Critics claimed that Uniqlo intentionally translated the older woman’s line as such in order to mock victims of sexual slavery as it could refer to the period of the second world war, when the Korean Peninsula was under Japan’s brutal colonial rule and an estimated 200,000 women – mostly from Korea – were pushed into sexual slavery in front-line brothels.

The phrase “Uniqlo comfort women” – in reference to the euphemism commonly used to describe the victims of sexual slavery – was among the most-searched terms on Naver, South Korea’s largest online platform, over the weekend, and demonstrators protested outside Uniqlo shops on Monday.

Uniqlo has denied any intention to cause upset.

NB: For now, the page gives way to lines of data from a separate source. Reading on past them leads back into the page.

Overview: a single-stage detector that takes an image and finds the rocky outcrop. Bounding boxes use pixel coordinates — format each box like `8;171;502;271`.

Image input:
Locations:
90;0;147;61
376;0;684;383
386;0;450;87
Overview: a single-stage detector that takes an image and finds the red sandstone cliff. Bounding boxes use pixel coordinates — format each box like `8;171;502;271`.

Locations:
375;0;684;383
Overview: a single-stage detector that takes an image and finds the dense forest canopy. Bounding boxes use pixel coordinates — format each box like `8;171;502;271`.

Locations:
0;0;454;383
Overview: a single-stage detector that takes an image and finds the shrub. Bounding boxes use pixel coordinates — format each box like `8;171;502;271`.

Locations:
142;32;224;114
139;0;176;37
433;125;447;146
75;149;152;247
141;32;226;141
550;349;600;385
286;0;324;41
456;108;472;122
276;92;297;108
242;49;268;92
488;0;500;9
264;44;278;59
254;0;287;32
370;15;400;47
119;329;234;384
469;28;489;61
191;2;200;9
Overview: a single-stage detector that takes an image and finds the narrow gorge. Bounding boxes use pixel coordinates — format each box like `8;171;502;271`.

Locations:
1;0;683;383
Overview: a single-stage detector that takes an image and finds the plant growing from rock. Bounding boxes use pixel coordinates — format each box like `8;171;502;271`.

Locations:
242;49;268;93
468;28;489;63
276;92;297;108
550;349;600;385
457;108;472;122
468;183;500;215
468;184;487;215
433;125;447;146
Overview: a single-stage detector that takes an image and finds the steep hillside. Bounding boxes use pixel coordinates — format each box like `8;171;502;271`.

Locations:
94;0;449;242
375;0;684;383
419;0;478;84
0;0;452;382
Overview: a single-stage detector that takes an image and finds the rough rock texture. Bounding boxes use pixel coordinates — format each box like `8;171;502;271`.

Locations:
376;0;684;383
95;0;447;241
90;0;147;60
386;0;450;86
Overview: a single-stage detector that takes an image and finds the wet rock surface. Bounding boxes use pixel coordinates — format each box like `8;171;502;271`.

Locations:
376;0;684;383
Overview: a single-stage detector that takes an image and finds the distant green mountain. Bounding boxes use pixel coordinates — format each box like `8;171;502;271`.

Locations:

“We did not have any political motive,” the company said in a statement. “However, we decided to halt the advertisement after taking into considerations that some people were disturbed by that part of the contents.”

The company added that the translation was intended to emphasise the age difference between the two models and to make it easier for South Korean customers to understand the meaning of the statement.

Seoul and Tokyo are currently locked in a bitter trade and diplomatic dispute stemming from historical disputes and South Korean consumers have mounted boycotts of Japanese products.

Uniqlo – which has 186 shops in South Korea – has been one of the most high-profile targets, while Japanese carmakers’ sales dropped to nearly 60 percent year-on-year in September.

Analysts said the controversy had shone a new light on the politicisation of the neighbours’ complex history.

Kim Sung-han, a former foreign affairs minister who teaches at Korea University, told AFP news agency that the reaction was excessive and involved a “jump in logic” that assumed “everything Uniqlo does is political as a Japanese company”.

“I don’t see how her remark could be linked to the comfort women issue,” he added. “This is overly-sensitive.”

Japan colonised the Korean Peninsula from 1910 to 1945.

It has repeatedly said the issue of wartime sexual slavery was resolved by a 2015 deal struck with the previous South Korean administration, which provided an official apology and one billion yen ($9.03m) to establish a foundation to help surviving women.

The agreement was said to be a “final and irreversible” conclusion to the issue, however, some victims said they were not consulted on the terms of the agreement.